First, I dont want to draw a hard line somewhere God’s word doesnt. And I’m prone to that, so I’m trying to guard against it.
Second, I can’t say I really have a comfortable understanding here. I guess I’m trying to “feel” the issue out, which probably isn’t best.
The first principle I would point to would be toward simplicity and away from ostentatious or even comfort. Toward David the Shepherd and not David the King. And I wouldnt argue with there was something wrong with David having the riches. Surely it was God who blessed him and gave it to him. At the same time, it feels like the rich kingly lifestyle was somewhat of a stumbling block to him and especially the kings who came after him, who’s hearts werent turned as fully to the Lord.
The second principle is that of outwardly glorifying God. Our lives should say that Christ is first. Paul learned the secret of being content in all things because Christ was/is first. So what we own/value/love should show that Jesus is our Lord.
The third principle would be that I have a knowledge that greed is corrupting. It is easy to fall into especially when you can point to others who are worse than you (and not you personally). So we have to guard against it.

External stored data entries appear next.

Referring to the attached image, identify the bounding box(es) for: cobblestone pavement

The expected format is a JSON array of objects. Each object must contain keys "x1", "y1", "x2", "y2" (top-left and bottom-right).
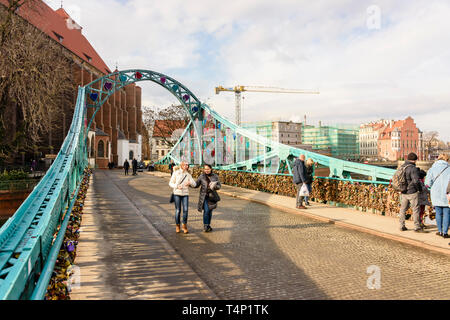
[{"x1": 108, "y1": 170, "x2": 450, "y2": 300}]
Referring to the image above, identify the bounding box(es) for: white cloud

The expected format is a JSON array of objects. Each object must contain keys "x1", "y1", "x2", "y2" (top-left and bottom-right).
[{"x1": 45, "y1": 0, "x2": 450, "y2": 141}]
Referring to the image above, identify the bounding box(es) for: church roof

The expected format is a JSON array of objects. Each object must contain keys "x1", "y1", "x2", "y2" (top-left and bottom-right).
[
  {"x1": 0, "y1": 0, "x2": 111, "y2": 74},
  {"x1": 95, "y1": 128, "x2": 109, "y2": 136},
  {"x1": 118, "y1": 129, "x2": 127, "y2": 140}
]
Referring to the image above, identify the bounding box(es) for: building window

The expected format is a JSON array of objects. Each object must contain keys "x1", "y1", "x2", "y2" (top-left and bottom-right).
[
  {"x1": 98, "y1": 140, "x2": 105, "y2": 158},
  {"x1": 129, "y1": 150, "x2": 134, "y2": 160},
  {"x1": 53, "y1": 31, "x2": 64, "y2": 43}
]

For me, loving money and the things that money buys has never really been a stumbling block, but I’ve struggled with Christians who seem to love money, at least from the outside. I dont know if that (the appearance of loving money) counts as not being above reproach - I really dont know one way or the other if it does. And I know a lot of poorer people would wonder the same about me.
In college I had several friends who were native to and lived in Nicaragua. They had trouble making ends meet. Some of these guys would go hungry so their kids could eat. One friend of mine ate the family’s pet bird one lean year. And though I’ve never been what I would call a rich man, I’ve never gone hungry. And I see Christians driving Mercedezes and valuing 215 dollar Bibles… there’s a tension there that I dont know exactly what to do with.
So I know it is up to a person’s consciene, but it can’t just be conscience alone.
As far as the Preachers Bible marketing video goes, I think the thing that gives me the sick “gut-reaction” that I have is just seeing - as @jtbayly says - people absolutely gush over these soft imported Bibles. Its just not how I think of a Shepherd - a John the Baptist or Paul or Barnabas, or someone more recent like Calvin. But I think there’s something else going on as well - at least for me - about the proper way to think of money and how to best use what resources aren’t really ours in the first place.
I’m sure I’m off somewhere. Tell me where I’m wrong. Sharpen me up. I need it. Appreciate the conversation. To @Jesse as well.